Face coverings were never made mandatory for customers, and, as May turned to June, the percentage of those who wore them dropped. In an average shift, roughly half of the customers I checked out were maskless—that’s 50-odd potential carriers inches from my face.

But what could I do? I needed the job, and the pay, especially with the two-dollar-an-hour bump, really did make a difference. The company, at this point, seemed to be thriving. In late April, it was reported that Loblaw’s first quarter revenue had exceeded that of 2019 by more than $1 billion, with $240 million in net earnings available to common shareholders. Yet on June 11, in a letter to PC Optimum members, Weston declared the end of the pay premium. “We are confident our colleagues are operating safely and effectively in a new normal,” he wrote.

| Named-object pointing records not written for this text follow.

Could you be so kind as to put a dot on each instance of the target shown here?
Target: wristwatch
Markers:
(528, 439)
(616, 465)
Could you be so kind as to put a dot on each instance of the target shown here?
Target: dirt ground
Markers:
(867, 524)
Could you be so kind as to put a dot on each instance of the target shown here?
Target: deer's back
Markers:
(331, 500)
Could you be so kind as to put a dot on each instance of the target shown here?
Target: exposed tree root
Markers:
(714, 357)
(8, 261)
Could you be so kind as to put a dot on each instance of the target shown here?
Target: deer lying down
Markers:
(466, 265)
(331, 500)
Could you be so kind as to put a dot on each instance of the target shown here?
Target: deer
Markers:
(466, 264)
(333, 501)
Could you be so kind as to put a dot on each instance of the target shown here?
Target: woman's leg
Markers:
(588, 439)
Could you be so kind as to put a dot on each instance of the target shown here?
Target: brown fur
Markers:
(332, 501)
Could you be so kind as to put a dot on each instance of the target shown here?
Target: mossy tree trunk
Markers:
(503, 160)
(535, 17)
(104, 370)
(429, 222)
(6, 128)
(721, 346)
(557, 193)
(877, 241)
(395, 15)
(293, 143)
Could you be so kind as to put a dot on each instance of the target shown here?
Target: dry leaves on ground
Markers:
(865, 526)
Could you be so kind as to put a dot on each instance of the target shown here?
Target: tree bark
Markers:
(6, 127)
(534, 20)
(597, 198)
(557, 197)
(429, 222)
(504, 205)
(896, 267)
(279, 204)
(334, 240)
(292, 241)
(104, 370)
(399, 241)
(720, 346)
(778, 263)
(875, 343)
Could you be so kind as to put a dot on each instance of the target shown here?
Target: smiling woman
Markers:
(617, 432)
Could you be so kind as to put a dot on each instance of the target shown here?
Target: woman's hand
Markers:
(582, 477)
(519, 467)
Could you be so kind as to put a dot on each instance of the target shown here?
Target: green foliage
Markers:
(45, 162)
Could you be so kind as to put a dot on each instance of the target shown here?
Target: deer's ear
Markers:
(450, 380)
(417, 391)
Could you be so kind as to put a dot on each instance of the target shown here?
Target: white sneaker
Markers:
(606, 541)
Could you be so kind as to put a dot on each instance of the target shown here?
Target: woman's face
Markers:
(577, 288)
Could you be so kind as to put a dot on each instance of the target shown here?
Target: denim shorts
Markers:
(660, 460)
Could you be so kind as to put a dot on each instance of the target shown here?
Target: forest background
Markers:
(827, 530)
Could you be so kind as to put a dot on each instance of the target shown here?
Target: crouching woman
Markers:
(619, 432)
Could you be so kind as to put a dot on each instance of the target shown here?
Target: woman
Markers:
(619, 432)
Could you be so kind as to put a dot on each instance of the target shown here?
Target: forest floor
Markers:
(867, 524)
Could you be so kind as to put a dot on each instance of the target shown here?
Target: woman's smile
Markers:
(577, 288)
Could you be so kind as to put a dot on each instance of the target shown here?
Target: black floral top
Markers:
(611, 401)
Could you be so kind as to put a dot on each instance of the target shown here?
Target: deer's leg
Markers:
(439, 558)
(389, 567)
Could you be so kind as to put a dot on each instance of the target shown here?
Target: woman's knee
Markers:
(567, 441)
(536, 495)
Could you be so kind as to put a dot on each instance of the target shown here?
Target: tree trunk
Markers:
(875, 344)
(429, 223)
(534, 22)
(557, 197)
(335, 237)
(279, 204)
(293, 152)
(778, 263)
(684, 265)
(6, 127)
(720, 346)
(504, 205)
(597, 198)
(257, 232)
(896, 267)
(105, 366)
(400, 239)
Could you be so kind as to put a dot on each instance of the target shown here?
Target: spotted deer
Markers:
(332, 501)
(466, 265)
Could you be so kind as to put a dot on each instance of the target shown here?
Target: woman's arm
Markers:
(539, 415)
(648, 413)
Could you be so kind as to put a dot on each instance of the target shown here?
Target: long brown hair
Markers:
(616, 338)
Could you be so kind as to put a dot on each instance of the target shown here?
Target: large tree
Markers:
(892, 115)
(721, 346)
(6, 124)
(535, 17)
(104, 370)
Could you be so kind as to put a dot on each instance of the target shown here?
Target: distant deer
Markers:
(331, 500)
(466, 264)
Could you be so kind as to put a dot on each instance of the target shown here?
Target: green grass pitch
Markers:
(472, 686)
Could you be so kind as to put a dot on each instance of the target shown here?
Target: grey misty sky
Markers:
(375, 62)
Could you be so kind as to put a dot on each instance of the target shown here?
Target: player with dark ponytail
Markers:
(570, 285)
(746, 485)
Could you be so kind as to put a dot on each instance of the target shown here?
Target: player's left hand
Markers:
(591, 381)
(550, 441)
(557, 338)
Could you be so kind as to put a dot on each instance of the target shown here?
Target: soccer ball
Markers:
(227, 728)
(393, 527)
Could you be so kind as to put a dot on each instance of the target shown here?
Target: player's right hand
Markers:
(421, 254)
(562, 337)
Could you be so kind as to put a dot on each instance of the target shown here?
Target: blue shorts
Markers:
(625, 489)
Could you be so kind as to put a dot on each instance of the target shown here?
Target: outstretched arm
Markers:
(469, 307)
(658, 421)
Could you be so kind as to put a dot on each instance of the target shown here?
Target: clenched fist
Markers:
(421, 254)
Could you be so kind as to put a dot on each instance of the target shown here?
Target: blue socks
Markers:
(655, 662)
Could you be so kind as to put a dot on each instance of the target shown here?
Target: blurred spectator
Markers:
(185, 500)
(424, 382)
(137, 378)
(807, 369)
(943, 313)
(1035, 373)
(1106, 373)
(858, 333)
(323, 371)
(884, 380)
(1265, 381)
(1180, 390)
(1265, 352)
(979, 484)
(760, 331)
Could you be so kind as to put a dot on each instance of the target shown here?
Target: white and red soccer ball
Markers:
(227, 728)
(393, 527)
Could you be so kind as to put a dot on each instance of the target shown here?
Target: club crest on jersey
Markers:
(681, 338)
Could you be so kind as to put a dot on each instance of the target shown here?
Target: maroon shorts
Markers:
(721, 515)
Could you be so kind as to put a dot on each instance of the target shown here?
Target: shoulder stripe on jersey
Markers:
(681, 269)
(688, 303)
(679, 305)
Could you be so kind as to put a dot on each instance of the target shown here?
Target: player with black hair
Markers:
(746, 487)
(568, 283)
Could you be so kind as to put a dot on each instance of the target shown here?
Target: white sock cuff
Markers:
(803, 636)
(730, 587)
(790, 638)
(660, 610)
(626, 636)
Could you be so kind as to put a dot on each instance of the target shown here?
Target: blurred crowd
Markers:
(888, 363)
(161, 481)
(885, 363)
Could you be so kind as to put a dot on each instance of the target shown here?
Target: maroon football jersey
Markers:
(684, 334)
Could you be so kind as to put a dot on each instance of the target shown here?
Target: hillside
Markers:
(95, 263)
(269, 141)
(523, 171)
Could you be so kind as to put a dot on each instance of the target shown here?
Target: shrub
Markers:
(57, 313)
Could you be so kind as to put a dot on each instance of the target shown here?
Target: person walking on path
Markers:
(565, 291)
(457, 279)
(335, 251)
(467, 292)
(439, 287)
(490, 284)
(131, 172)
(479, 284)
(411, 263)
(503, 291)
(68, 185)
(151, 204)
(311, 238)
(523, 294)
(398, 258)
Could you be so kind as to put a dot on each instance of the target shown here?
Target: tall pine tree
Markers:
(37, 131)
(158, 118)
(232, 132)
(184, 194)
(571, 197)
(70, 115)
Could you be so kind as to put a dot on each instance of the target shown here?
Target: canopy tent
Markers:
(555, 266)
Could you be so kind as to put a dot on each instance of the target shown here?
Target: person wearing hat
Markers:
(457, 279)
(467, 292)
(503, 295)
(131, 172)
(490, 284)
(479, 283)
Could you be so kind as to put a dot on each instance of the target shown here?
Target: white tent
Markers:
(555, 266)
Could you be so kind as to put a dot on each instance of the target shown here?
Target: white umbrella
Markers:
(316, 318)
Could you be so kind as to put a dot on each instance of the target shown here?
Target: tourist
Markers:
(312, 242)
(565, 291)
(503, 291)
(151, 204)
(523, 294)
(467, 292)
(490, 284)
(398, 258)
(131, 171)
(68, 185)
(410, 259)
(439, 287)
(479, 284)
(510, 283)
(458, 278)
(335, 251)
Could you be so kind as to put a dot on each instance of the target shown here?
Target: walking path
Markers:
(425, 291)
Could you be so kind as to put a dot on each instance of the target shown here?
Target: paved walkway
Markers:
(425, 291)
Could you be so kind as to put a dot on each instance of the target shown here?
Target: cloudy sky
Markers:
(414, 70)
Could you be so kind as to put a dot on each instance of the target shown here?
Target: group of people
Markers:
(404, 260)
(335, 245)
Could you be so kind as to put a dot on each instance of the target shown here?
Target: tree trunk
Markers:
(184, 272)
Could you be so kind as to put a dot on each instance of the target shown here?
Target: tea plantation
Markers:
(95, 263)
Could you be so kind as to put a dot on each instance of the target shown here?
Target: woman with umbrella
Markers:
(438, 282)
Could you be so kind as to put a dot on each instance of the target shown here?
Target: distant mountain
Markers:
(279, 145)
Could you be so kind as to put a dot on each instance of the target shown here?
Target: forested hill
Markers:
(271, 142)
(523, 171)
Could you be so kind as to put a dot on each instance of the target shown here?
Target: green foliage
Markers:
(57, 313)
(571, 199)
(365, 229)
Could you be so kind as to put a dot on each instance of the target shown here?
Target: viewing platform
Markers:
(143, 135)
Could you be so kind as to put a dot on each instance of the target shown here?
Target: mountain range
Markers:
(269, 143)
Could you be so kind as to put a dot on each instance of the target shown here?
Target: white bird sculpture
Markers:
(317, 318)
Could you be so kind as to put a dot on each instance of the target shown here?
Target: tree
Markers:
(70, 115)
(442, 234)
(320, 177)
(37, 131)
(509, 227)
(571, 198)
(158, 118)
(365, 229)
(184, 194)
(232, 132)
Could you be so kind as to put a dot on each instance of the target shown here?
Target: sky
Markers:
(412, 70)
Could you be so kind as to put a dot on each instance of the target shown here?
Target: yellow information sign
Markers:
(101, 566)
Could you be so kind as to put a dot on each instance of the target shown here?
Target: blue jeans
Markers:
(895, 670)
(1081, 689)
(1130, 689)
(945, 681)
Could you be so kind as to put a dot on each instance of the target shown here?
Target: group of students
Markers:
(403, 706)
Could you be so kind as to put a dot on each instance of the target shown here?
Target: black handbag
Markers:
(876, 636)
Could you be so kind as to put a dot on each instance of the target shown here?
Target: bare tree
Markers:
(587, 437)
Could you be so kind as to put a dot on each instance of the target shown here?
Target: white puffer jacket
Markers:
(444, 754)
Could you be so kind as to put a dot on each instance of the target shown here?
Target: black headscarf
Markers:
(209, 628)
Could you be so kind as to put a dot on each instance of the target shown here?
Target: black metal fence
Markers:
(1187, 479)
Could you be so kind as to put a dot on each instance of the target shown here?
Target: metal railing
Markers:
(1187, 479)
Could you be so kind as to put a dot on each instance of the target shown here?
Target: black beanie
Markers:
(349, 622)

That same day, my manager informed me that hours for cashiers were being cut. She told me to expect 15 to 20 hours of work per week, about half of what I had been working to that point, with no explanation as to why. The decrease in pay and the cut to my hours meant I would now be earning less than the $1,250 I was entitled to through CESB. I asked my manager when the pay decrease would be starting. She told me she had no idea that was happening, and that she’d get back to me. Speaking to my co-workers, most of them didn’t know about it either. The ones that did told me they’d heard from the news.

On June 22, I notified my manager I was resigning. Now I’m unemployed, and it’s scary. I have rent to pay. But grocery store work just isn’t a viable alternative. Putting my future on hold for the sake of my physical and mental health is a price I’m willing to pay.

In response to Lucas’ piece, Loblaw issued the following statement: We have been in touch with the franchisee who has assured us that all pandemic measures are in place and being followed. He was not made aware of the employee’s concerns before this. It is our sincere desire to provide our employees and customers a safe environment to work and shop, and as such would urge anyone with concerns to speak to us so we can try to mitigate any issues as best we can.” Loblaw Corporation also said that the company made extensive efforts to provide masks and other PPE to employees, even before those measures were mandatory, and that they secured hand soap and sanitizers even when the global supply chain made that challenging. They say that employees at all Loblaw stores received notice that the pay premium was being stopped before Galen Weston made a public announcement to that effect.